Kalla: Stop Bicara Proses Hukum Soeharto
Selasa, 09 Mei 2006 00:17 WIB
Jakarta - Proses hukum terhadap mantan Presiden Soeharto semakin terkatung-katung. Namun banyak kalangan meminta proses hukum tidak dilanjutkan."Buat apa kita bicara soal proses hukum terhadap bekas Presiden. Pemerintah memahami situasi dia," ujar Wapres Jusuf Kalla usai menjenguk Soeharto di Rumah Sakit Pusat Pertamina, Jalan Mahakam, Jakarta Selatan, Senin (8/5/2006). Kalla menilai, masyarakat seharusnya berbesar hati kepada mantan pemimpinnya. "Saya kira tidak perlu berbicara aspek terlalu luas. Kita hormati dia," tambahnya.Ditambahkan Kalla, pemerintah akan membantu apa saja permintaan Soeharto. "Kalau memang perlu berobat dimana saja, di luar negeri, pemerintah akan bantu," tandasnya.
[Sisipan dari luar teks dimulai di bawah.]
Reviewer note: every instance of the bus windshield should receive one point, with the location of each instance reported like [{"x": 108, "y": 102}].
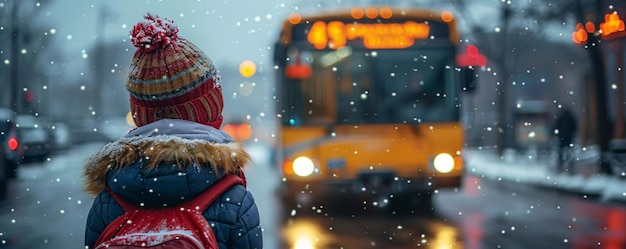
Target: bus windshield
[{"x": 358, "y": 86}]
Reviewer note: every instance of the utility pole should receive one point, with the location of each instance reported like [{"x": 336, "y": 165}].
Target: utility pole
[
  {"x": 504, "y": 132},
  {"x": 14, "y": 95},
  {"x": 99, "y": 65}
]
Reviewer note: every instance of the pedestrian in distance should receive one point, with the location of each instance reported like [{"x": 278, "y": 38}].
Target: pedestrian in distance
[
  {"x": 177, "y": 151},
  {"x": 565, "y": 129}
]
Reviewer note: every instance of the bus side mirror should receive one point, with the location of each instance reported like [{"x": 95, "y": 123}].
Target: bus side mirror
[{"x": 468, "y": 79}]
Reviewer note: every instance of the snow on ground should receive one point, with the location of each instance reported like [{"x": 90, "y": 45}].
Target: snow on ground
[{"x": 524, "y": 169}]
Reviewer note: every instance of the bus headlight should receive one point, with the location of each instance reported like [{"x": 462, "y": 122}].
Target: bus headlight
[
  {"x": 303, "y": 166},
  {"x": 444, "y": 162}
]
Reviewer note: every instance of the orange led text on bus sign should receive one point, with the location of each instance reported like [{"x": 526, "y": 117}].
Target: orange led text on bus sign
[
  {"x": 612, "y": 24},
  {"x": 335, "y": 34}
]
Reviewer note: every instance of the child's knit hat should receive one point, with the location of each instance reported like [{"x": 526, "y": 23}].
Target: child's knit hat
[{"x": 170, "y": 77}]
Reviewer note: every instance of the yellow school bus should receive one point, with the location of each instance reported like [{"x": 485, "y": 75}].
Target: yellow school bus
[{"x": 368, "y": 102}]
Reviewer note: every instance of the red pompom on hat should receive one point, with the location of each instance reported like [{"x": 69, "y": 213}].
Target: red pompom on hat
[{"x": 170, "y": 77}]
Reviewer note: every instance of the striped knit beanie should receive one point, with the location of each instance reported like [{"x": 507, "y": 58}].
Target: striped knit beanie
[{"x": 170, "y": 77}]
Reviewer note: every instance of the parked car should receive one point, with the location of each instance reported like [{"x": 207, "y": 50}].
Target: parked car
[
  {"x": 12, "y": 148},
  {"x": 37, "y": 138}
]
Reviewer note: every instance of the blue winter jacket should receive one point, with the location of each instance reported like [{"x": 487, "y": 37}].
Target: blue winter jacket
[{"x": 164, "y": 163}]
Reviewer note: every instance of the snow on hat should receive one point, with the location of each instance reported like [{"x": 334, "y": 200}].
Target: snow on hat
[{"x": 170, "y": 77}]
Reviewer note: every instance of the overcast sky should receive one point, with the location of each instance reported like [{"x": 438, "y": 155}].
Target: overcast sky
[{"x": 227, "y": 31}]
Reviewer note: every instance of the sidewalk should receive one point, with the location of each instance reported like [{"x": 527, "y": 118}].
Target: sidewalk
[{"x": 537, "y": 171}]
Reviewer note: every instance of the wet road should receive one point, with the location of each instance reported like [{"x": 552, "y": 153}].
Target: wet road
[{"x": 46, "y": 208}]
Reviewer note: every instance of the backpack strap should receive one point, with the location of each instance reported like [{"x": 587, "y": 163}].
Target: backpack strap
[
  {"x": 127, "y": 206},
  {"x": 203, "y": 200}
]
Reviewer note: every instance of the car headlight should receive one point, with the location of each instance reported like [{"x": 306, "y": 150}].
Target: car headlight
[
  {"x": 303, "y": 166},
  {"x": 444, "y": 163}
]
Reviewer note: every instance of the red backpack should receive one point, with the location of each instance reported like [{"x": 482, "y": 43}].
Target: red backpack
[{"x": 181, "y": 227}]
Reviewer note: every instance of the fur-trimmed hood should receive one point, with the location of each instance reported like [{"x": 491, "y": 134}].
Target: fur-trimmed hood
[{"x": 166, "y": 142}]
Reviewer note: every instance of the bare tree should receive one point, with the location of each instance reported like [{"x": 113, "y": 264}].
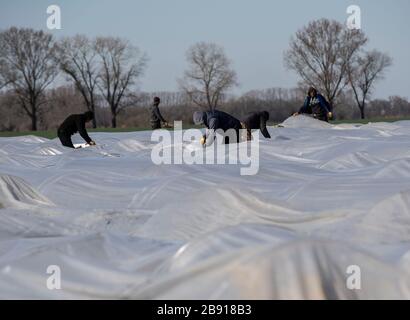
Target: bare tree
[
  {"x": 121, "y": 66},
  {"x": 79, "y": 61},
  {"x": 3, "y": 72},
  {"x": 209, "y": 75},
  {"x": 364, "y": 71},
  {"x": 321, "y": 52},
  {"x": 29, "y": 57}
]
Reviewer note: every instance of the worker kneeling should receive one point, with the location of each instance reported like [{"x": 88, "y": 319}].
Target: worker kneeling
[
  {"x": 218, "y": 121},
  {"x": 73, "y": 124}
]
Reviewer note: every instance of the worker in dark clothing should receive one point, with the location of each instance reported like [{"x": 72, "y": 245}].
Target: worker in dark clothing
[
  {"x": 73, "y": 124},
  {"x": 156, "y": 117},
  {"x": 217, "y": 120},
  {"x": 256, "y": 120},
  {"x": 316, "y": 105}
]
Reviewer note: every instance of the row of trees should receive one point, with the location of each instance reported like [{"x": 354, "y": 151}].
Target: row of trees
[
  {"x": 30, "y": 61},
  {"x": 105, "y": 71},
  {"x": 329, "y": 56}
]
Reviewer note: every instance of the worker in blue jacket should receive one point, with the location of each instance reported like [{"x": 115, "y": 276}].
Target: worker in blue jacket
[
  {"x": 217, "y": 120},
  {"x": 316, "y": 105}
]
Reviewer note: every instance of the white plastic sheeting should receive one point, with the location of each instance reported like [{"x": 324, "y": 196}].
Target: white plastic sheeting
[{"x": 325, "y": 198}]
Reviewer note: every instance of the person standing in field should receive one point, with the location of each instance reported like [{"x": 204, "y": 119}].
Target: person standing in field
[
  {"x": 256, "y": 120},
  {"x": 156, "y": 116},
  {"x": 316, "y": 105}
]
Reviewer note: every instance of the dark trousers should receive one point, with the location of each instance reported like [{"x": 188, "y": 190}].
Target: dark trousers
[
  {"x": 65, "y": 139},
  {"x": 156, "y": 125}
]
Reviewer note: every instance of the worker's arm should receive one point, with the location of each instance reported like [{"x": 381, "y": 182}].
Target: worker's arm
[
  {"x": 323, "y": 105},
  {"x": 83, "y": 132},
  {"x": 306, "y": 107},
  {"x": 158, "y": 114}
]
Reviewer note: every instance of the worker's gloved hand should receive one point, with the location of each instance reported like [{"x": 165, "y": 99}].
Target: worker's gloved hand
[{"x": 203, "y": 141}]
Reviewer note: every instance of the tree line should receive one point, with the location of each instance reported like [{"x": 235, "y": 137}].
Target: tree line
[{"x": 38, "y": 72}]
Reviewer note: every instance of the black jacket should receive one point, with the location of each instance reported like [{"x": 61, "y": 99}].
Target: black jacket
[
  {"x": 155, "y": 114},
  {"x": 73, "y": 124},
  {"x": 257, "y": 120},
  {"x": 216, "y": 120}
]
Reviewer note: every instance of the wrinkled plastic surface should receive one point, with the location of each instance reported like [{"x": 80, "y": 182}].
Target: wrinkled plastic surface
[{"x": 325, "y": 198}]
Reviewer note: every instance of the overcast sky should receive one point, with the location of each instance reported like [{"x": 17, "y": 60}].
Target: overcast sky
[{"x": 254, "y": 33}]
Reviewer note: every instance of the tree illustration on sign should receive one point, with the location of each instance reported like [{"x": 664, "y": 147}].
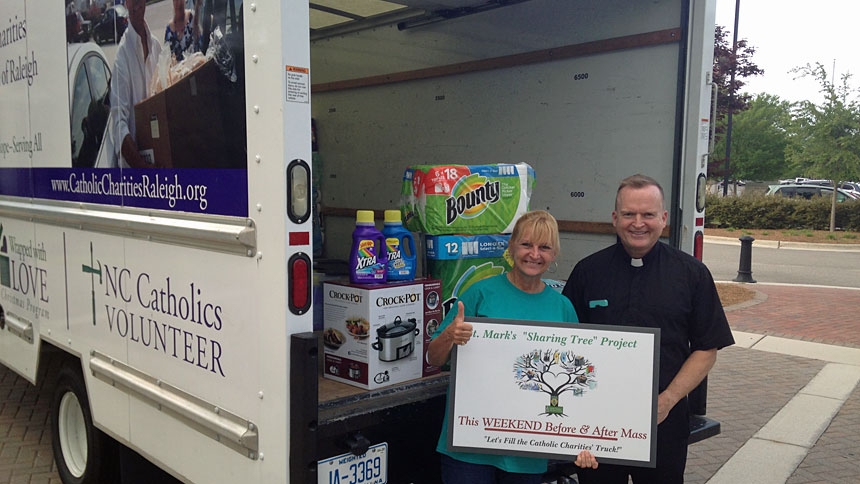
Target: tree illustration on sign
[{"x": 554, "y": 372}]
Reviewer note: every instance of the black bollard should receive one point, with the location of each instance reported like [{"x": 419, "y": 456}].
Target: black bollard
[{"x": 745, "y": 264}]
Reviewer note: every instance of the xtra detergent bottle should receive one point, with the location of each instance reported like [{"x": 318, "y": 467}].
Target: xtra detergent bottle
[
  {"x": 368, "y": 257},
  {"x": 401, "y": 248}
]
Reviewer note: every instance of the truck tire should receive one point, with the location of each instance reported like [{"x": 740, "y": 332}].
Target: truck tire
[{"x": 84, "y": 455}]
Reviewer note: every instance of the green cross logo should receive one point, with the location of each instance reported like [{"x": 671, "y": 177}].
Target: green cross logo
[
  {"x": 5, "y": 268},
  {"x": 92, "y": 271}
]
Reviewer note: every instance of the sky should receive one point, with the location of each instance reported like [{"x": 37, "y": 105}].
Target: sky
[{"x": 792, "y": 33}]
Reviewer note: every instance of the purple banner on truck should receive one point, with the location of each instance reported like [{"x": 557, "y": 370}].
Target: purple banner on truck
[{"x": 206, "y": 191}]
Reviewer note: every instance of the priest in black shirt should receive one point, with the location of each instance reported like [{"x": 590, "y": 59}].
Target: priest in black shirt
[{"x": 641, "y": 282}]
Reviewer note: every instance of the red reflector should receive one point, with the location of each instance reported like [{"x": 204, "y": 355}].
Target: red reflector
[
  {"x": 300, "y": 238},
  {"x": 299, "y": 284},
  {"x": 698, "y": 244}
]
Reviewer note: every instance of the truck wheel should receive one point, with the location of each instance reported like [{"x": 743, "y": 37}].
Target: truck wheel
[{"x": 84, "y": 455}]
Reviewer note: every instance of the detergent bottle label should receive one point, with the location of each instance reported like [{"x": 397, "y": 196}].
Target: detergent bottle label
[
  {"x": 395, "y": 256},
  {"x": 366, "y": 259}
]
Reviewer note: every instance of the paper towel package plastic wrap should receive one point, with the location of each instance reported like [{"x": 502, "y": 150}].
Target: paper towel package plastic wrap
[
  {"x": 465, "y": 199},
  {"x": 462, "y": 260}
]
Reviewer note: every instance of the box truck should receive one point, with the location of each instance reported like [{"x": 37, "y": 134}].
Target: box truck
[{"x": 180, "y": 295}]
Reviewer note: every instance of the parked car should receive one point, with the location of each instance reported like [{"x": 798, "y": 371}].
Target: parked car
[
  {"x": 111, "y": 25},
  {"x": 808, "y": 191},
  {"x": 89, "y": 94}
]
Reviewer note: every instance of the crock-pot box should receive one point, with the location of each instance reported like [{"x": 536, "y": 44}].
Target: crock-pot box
[
  {"x": 377, "y": 334},
  {"x": 462, "y": 260},
  {"x": 465, "y": 199}
]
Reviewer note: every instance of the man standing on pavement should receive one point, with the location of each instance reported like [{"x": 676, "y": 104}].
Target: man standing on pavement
[
  {"x": 135, "y": 65},
  {"x": 641, "y": 282}
]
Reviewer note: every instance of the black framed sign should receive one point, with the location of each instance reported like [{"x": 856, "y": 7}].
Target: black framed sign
[{"x": 551, "y": 390}]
Selama 10 menit, Kalla menjenguk Soeharto di lantai 5 RSPP. Kalla saat itu ditemani Menteri Negara Lingkungan Hidup Rahmat Witoelar, dan Menteri Koordinator Bidang Kesejahteraan Rakyat Aburizal Bakrie. Soeharto masuk ke RSPP sejak Kamis 4 Mei sekitar pukul 18.30 WIB. Saat itu Soeharto mengalami pendarahan di usus dan hemoglobin drop. Saat ini tim dokter sudah berhasil melakukan operasi usus. Kondisi Soeharto dikabarkan makin membaik.